FIG. 8 is an enlarged plan view showing an example of layout around a plurality of coils, which is a modification of FIG. FIG. 9 is an enlarged cross-sectional view of the electrode pad and the impedance matching circuit shown in FIG. FIG. 10 is an enlarged plan view of the coil formed in the second wiring layer shown in FIG. Although FIG. 10 is a plan view, different types of hatching are provided to make it easier to identify the coils L1 and L2. Although the semiconductor device 101 will be described below, the semiconductor device 101 is the same as the semiconductor device 100 shown in FIGS. 2, 3, 6 and 7, except for the differences described below. Therefore, the semiconductor device 101 has the same circuit configuration as the circuits shown in FIGS. 2 and 3.

In the impedance matching circuit MC1 included in the semiconductor device 101 shown in FIGS. 8 and 9, the coil L3 is formed in the wiring layer WL1, and each of the coils L2 and L3 is formed in the wiring layer WL2. Although not shown, as a modification to the semiconductor device 101, any one of the coils L3, L2 and L3 (for example, the coil L1 or L2) is formed in the wiring layer WL1, and the other two are formed in the wiring layer WL2. It may be formed. In the case of the semiconductor device 101, since any one of the coils L1, L2, and L3 (coil L3 in the case of FIG. 8) is formed in the wiring layer WL1 and the other two are formed in the wiring layer WL2, the coil.
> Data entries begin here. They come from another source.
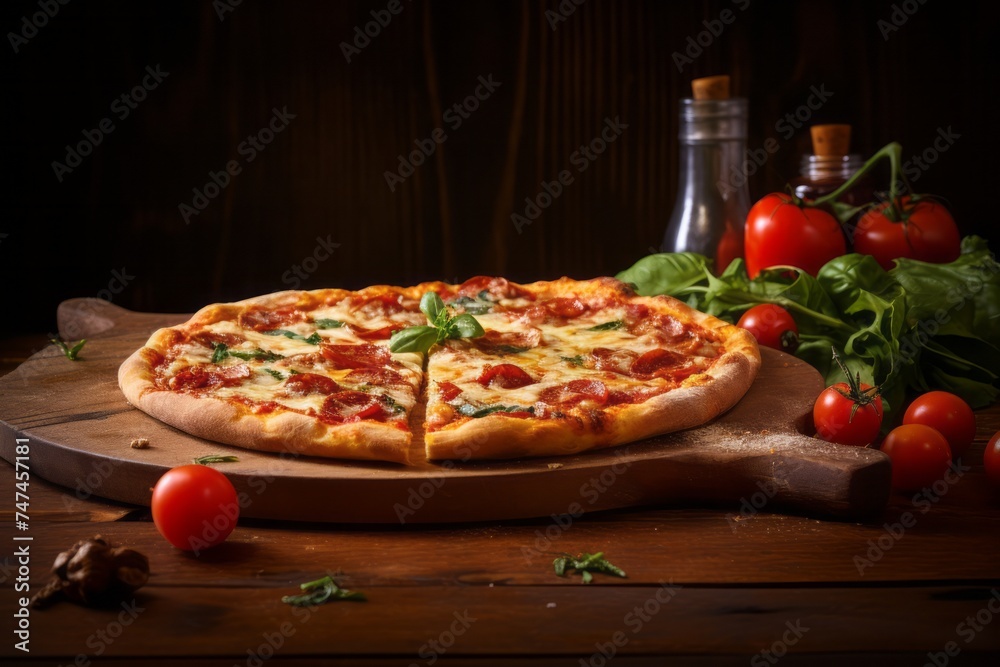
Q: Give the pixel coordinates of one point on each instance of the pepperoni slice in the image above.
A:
(574, 392)
(302, 384)
(448, 391)
(380, 334)
(380, 377)
(198, 377)
(655, 362)
(566, 307)
(616, 361)
(352, 406)
(506, 376)
(260, 319)
(365, 355)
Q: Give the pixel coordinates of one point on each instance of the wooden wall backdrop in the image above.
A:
(323, 176)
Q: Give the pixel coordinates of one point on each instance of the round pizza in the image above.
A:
(483, 370)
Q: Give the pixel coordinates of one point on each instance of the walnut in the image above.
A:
(92, 572)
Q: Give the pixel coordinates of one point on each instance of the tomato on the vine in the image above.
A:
(195, 507)
(915, 228)
(781, 232)
(991, 458)
(848, 413)
(947, 413)
(920, 456)
(845, 420)
(772, 326)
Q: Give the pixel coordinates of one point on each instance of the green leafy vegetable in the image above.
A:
(474, 412)
(222, 351)
(918, 326)
(391, 404)
(320, 591)
(215, 458)
(70, 352)
(314, 339)
(442, 326)
(585, 564)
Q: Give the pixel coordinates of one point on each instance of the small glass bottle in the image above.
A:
(830, 165)
(712, 195)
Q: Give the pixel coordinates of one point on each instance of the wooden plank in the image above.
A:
(691, 546)
(80, 424)
(567, 619)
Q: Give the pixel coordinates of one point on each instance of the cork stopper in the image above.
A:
(831, 139)
(711, 88)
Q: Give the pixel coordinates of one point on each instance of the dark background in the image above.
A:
(323, 176)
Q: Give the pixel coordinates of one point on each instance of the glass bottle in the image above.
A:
(712, 195)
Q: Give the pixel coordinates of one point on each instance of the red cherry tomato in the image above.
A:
(947, 413)
(772, 326)
(194, 507)
(927, 232)
(920, 456)
(991, 458)
(837, 420)
(780, 233)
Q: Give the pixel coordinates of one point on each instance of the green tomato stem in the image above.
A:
(894, 152)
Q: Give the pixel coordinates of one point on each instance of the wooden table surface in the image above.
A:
(705, 586)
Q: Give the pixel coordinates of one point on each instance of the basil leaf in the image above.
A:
(468, 410)
(607, 326)
(432, 306)
(221, 351)
(413, 339)
(466, 326)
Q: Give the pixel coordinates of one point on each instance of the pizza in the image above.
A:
(553, 368)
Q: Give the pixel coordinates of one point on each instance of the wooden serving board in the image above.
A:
(79, 427)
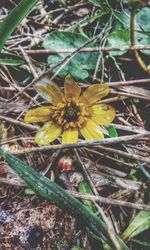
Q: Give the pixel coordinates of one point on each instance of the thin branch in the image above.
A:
(103, 200)
(99, 49)
(120, 139)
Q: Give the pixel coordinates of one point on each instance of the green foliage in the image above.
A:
(95, 2)
(29, 191)
(120, 35)
(13, 19)
(80, 65)
(140, 223)
(58, 196)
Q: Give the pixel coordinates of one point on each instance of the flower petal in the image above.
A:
(41, 114)
(71, 89)
(94, 93)
(70, 136)
(102, 114)
(91, 131)
(48, 133)
(49, 91)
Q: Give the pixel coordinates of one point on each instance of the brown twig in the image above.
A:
(120, 139)
(103, 200)
(99, 49)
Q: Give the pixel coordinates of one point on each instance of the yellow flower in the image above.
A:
(70, 112)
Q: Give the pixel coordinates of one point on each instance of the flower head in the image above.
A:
(70, 112)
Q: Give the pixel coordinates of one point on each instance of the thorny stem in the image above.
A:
(133, 42)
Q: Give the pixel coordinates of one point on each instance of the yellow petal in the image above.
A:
(91, 131)
(70, 136)
(94, 93)
(102, 114)
(41, 114)
(48, 133)
(71, 89)
(49, 91)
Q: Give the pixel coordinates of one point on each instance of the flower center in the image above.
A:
(71, 113)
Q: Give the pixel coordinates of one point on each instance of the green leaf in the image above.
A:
(85, 188)
(29, 191)
(112, 131)
(10, 59)
(119, 39)
(13, 19)
(58, 196)
(139, 224)
(80, 64)
(120, 35)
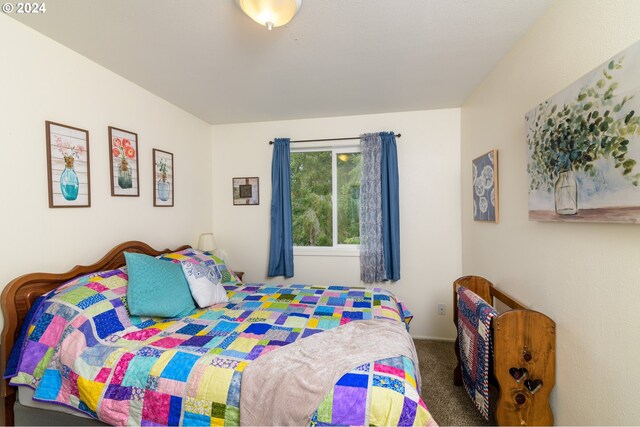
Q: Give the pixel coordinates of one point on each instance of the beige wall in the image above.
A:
(585, 276)
(43, 80)
(428, 157)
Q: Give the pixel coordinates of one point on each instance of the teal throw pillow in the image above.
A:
(157, 288)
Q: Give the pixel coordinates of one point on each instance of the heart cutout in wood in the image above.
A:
(518, 374)
(533, 385)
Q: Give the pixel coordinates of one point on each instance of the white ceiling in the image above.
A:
(335, 58)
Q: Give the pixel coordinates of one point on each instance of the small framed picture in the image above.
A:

The wiring layer in which the is arranged can be fastened to two layers. In this case, a space for forming a circuit other than the impedance matching circuit MC1 can be secured in the wiring layers WL3, WL4 and the like. From the wiring layer WL1 to the wiring layer WL4, it is possible to secure a wider pattern thickness, width, and separation distance between adjacent patterns as compared with the wiring layer on the lower layer side (semiconductor substrate side (not shown)). Therefore, in the wiring layers WL1 to WL4, the characteristics of other circuits can be improved by securing a space for forming a circuit other than the impedance matching circuit MC1.
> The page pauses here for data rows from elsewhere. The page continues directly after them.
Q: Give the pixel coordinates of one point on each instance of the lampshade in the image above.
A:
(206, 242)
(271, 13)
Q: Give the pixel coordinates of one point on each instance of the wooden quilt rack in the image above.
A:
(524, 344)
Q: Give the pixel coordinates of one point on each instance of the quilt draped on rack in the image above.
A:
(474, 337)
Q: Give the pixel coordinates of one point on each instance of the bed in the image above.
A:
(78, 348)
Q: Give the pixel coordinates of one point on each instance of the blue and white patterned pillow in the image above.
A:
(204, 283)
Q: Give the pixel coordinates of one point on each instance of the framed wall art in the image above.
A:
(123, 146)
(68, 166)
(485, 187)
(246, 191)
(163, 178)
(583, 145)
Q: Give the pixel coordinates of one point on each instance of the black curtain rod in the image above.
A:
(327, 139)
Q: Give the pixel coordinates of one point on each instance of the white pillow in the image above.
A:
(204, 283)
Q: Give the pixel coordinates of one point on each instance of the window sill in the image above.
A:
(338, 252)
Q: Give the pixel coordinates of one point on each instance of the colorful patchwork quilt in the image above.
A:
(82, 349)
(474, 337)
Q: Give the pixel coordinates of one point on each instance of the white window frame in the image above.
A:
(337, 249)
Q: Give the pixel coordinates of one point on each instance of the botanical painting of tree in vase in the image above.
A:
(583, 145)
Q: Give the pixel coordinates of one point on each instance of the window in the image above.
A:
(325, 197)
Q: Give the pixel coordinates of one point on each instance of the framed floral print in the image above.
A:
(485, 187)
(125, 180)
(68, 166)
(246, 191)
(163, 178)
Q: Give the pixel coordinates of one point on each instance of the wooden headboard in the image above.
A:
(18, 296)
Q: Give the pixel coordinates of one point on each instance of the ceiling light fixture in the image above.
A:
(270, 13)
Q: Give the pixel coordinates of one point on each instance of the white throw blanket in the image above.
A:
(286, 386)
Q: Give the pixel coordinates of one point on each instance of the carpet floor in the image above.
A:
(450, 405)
Further, in the case of the semiconductor device 101, the electrode pad PD is formed on the same wiring layer WL1 as the coil L3. In other words, a part of the coils L1, L2, and L3 is formed in the wiring layer WL1 which is the uppermost wiring layer for forming the electrode pad PD. By utilizing the uppermost wiring layer WL1 for forming the coil L3, it is possible to secure a margin of space between the wiring layer WL2 and the lower wiring layer.
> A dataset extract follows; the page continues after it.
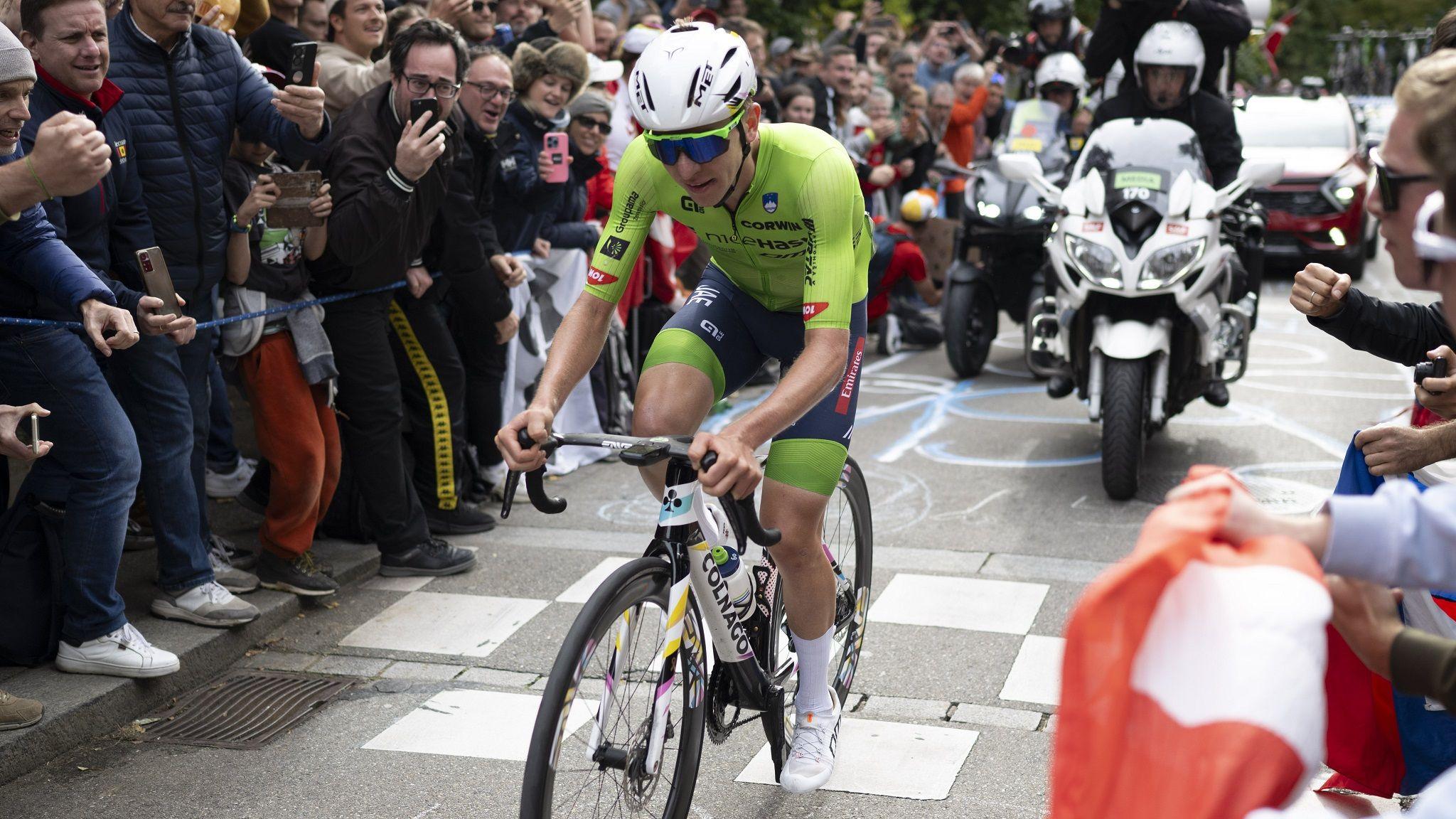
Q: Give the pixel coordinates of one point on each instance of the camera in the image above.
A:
(1430, 370)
As described above, as a modification of the semiconductor device 101, any one of the coils L1, L2, and L3 (for example, the coil L2 or L1) is formed on the wiring layer WL1, and the other two are formed on the wiring layer WL2. In some cases. For example, although not shown, when the coil L1 is formed in the wiring layer WL1 and the coils L2 and L3 are formed in the wiring layer WL2, the parasitic impedance of the wiring that electrically connects the electrode pad PD and the coil L3, for example. Is preferable in that the amount of

However, in the case of the semiconductor device 101, the coil L3 connected to the electrode pad PD is formed in the wiring layer WL1 which is the same layer as the electrode pad PD. Further, as shown in FIG. 10, the coils L1 and L2 are formed so that the current paths are in the same direction. The coil L1 and the coil L2 are arranged parallel to each other. In this case, an impedance matching circuit MC1 having the same coupling coefficient of the coils L1 and L3 and the coupling coefficient of the coils L2 and L3 can be designed.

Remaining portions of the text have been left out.